- Kiowa Apache Black Feet Dance (1959) by Cara Archilta shows Manatidie dancers in an older version of the Plains Apache's Blackfeet Social dance
- Born: Clara Williams September 26, 1912 Tonkawa, Oklahoma
- Died: September 30, 1994 (aged 82) Apache, Oklahoma
- Resting place: Memory Lane Cemetery.
- Citizenship: Kiowa Indian Tribe of Oklahoma, American
- Education: Chilocco Indian School,
- Movement: Southern Plains Flatstyle
- Spouse: Ward Archilta

= Clara Archilta =

Native American painter and beadworker from Oklahoma, U.S. (1912–1994)

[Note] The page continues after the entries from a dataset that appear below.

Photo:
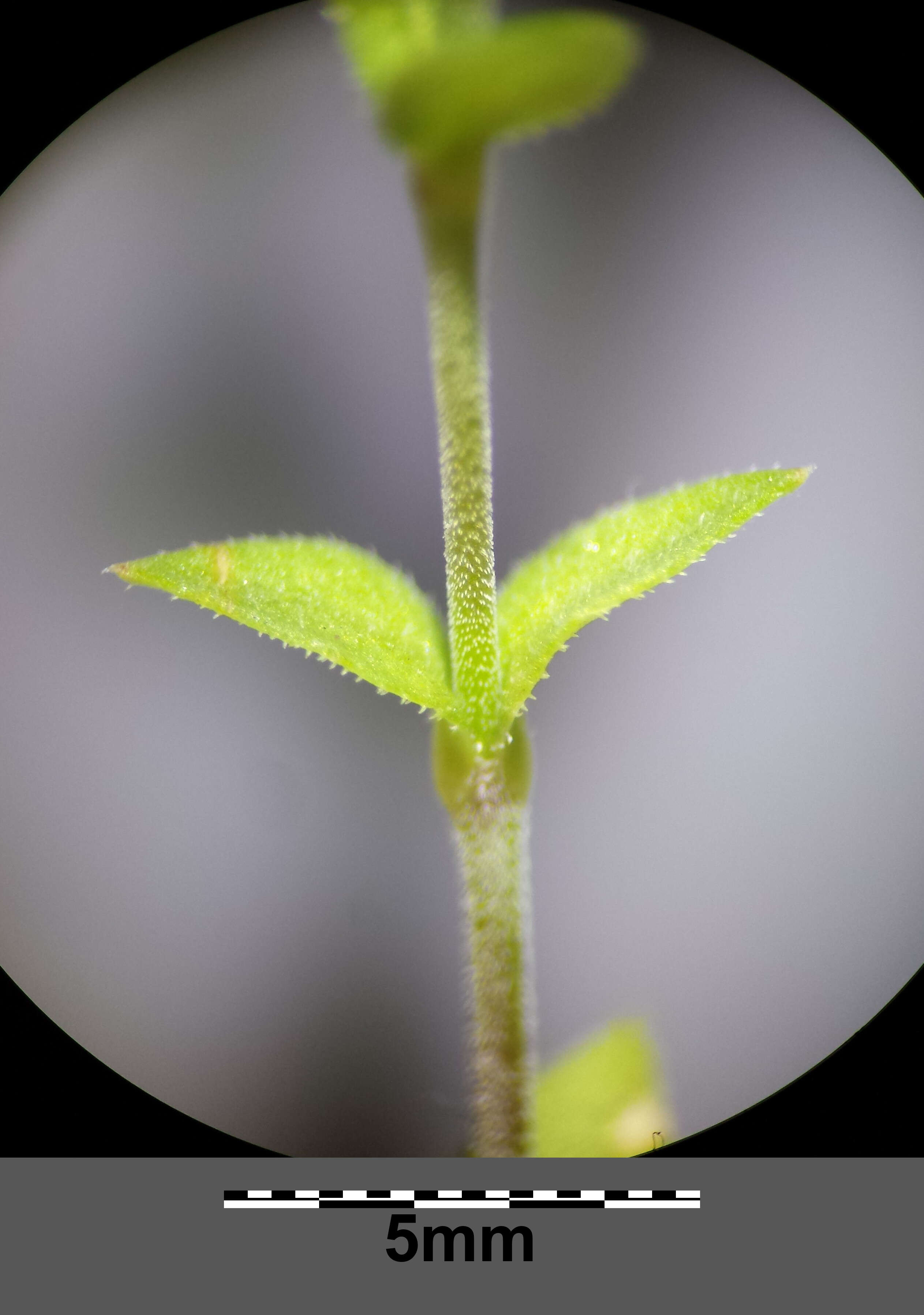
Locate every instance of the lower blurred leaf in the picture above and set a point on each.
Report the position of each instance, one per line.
(604, 1099)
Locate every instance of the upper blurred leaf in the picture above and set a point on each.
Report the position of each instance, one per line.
(329, 597)
(616, 555)
(604, 1099)
(516, 79)
(382, 37)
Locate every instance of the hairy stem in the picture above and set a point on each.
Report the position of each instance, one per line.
(492, 849)
(482, 770)
(449, 211)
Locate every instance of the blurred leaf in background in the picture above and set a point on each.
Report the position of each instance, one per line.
(604, 1099)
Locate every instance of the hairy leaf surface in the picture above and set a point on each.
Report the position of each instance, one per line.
(329, 597)
(516, 79)
(617, 555)
(604, 1097)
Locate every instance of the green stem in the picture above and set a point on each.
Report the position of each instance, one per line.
(482, 770)
(449, 212)
(493, 860)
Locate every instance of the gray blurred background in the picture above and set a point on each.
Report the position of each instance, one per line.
(222, 870)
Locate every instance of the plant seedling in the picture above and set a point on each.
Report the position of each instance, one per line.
(447, 79)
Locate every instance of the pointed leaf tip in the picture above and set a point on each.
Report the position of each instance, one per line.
(332, 599)
(617, 555)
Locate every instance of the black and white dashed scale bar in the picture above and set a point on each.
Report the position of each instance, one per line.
(489, 1199)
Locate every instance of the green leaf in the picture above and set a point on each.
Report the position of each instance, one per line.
(329, 597)
(604, 1099)
(616, 555)
(383, 37)
(516, 79)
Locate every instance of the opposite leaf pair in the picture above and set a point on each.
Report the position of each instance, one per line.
(355, 611)
(447, 78)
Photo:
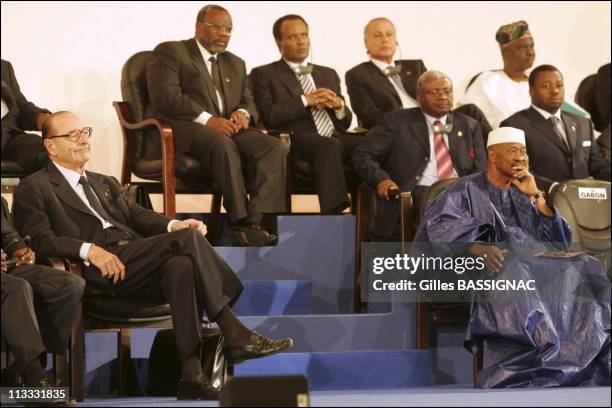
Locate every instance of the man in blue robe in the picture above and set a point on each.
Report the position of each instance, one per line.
(556, 335)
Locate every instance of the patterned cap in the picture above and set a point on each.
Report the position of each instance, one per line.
(512, 32)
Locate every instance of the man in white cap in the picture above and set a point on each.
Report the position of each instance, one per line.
(530, 338)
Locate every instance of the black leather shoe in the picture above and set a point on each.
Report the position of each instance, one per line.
(259, 347)
(199, 390)
(251, 235)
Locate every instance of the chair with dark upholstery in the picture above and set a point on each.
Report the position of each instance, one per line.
(11, 174)
(585, 205)
(106, 314)
(431, 314)
(171, 173)
(585, 97)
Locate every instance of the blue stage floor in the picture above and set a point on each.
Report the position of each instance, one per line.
(442, 396)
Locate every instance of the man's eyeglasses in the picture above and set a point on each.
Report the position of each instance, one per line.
(216, 28)
(74, 135)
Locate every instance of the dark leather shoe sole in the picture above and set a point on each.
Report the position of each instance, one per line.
(267, 347)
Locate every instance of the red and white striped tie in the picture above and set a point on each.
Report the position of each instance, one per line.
(443, 158)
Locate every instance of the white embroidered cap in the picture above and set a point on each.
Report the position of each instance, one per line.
(505, 135)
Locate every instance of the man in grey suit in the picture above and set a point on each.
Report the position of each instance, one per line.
(561, 145)
(414, 148)
(131, 252)
(202, 91)
(38, 308)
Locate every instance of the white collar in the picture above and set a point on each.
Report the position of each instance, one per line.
(205, 54)
(70, 175)
(431, 119)
(382, 65)
(546, 114)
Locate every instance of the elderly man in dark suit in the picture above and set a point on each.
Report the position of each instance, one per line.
(38, 308)
(296, 96)
(561, 145)
(414, 148)
(381, 85)
(132, 252)
(19, 115)
(202, 90)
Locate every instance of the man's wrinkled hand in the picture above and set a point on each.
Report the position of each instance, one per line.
(240, 120)
(384, 187)
(190, 223)
(225, 126)
(109, 264)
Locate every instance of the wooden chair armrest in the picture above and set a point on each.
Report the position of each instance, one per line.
(126, 121)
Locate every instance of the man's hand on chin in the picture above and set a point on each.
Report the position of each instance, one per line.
(190, 223)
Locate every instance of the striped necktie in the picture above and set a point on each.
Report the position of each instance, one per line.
(324, 124)
(444, 161)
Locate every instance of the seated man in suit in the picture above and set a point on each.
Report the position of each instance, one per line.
(560, 145)
(202, 91)
(39, 304)
(128, 251)
(305, 99)
(19, 115)
(414, 148)
(381, 85)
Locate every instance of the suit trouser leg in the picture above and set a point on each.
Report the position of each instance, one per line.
(57, 294)
(265, 159)
(326, 153)
(219, 157)
(184, 269)
(19, 324)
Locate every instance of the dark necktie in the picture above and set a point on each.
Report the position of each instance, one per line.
(94, 202)
(216, 77)
(559, 131)
(444, 160)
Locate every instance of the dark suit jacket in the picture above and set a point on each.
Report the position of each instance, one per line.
(11, 240)
(372, 94)
(549, 159)
(22, 113)
(278, 96)
(398, 149)
(180, 87)
(49, 211)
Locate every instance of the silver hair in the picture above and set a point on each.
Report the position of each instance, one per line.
(431, 74)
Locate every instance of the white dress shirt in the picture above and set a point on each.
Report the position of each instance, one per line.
(430, 174)
(407, 100)
(204, 116)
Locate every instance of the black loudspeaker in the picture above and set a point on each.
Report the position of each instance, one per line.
(165, 367)
(273, 391)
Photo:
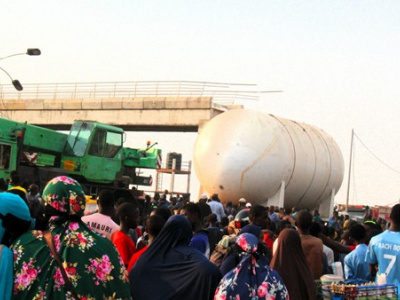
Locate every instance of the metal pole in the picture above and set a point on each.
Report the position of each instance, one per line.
(172, 176)
(350, 163)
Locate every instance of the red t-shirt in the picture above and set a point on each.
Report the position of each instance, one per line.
(125, 245)
(135, 257)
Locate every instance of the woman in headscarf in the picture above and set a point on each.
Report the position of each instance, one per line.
(15, 219)
(289, 261)
(91, 266)
(170, 269)
(251, 279)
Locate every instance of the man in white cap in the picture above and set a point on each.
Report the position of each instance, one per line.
(242, 204)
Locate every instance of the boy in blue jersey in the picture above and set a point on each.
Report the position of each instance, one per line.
(355, 266)
(384, 250)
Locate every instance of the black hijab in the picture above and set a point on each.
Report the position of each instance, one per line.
(170, 269)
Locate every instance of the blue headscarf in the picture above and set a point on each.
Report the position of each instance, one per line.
(170, 269)
(250, 280)
(14, 220)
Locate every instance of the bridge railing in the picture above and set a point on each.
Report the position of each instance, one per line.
(222, 93)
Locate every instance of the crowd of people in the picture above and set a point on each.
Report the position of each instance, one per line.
(166, 247)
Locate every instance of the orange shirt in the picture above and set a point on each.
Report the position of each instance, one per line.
(125, 245)
(135, 257)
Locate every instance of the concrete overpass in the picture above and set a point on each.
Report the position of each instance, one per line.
(139, 106)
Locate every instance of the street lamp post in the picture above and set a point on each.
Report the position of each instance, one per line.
(15, 82)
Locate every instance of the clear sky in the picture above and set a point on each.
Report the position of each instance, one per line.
(335, 61)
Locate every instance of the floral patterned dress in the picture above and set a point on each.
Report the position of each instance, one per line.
(251, 280)
(90, 261)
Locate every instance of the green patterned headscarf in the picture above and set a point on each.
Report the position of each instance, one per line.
(64, 199)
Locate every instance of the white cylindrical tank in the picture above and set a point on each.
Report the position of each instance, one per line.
(260, 157)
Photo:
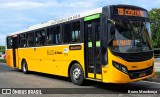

Clara Williams Archilta (September 26, 1912–30 September 1994), was a Kiowa/Apache/Tonkawa painter and beadworker from Oklahoma. A self-taught artist with no formal art training, Archilta is known for her watercolor painting and her pictorial beadwork.

== Personal life ==
Clara Williams was born in Tonkawa, Oklahoma. Her parents were David Williams (Tonkawa) and Helen Tseeltsesah-Sunrise (Kiowa/Apache). Clara attended Boone School in Apache, Oklahoma, followed by two years at the U.S. Chilocco Indian School, through the eighth grade. She married Ward Archilta and had six children between 1930 and 1949.

== Art career ==
Her husband died in 1956, and Archilta began to paint the following year as a means to support her family. Despite a severely injured arm, she soon began to sell her work and make a name for herself. She was the first woman to exhibit a collection of paintings at the American Indian Exposition (Anadarko, Oklahoma). She also exhibited work at the Philbrook Museum of Art. Her work has been in the collection of the Bureau of Indian Affairs in Anadarko.

Archilta was also the head woman dancer for the Apache Blackfeet Society. In the late 1950s, she painted a rare version of the Kiowa-Apache Blackfeet Dance. In the painting, the Manatidie dancers are depicted in an earlier version of the dance which was no longer performed after the early 20th century.

== Death ==
She died in 1994 at the age of 82 in Apache, Oklahoma. Her funeral was held at the Apache Tribal Complex in Anadarko. She was buried at Memory Lane Cemetery.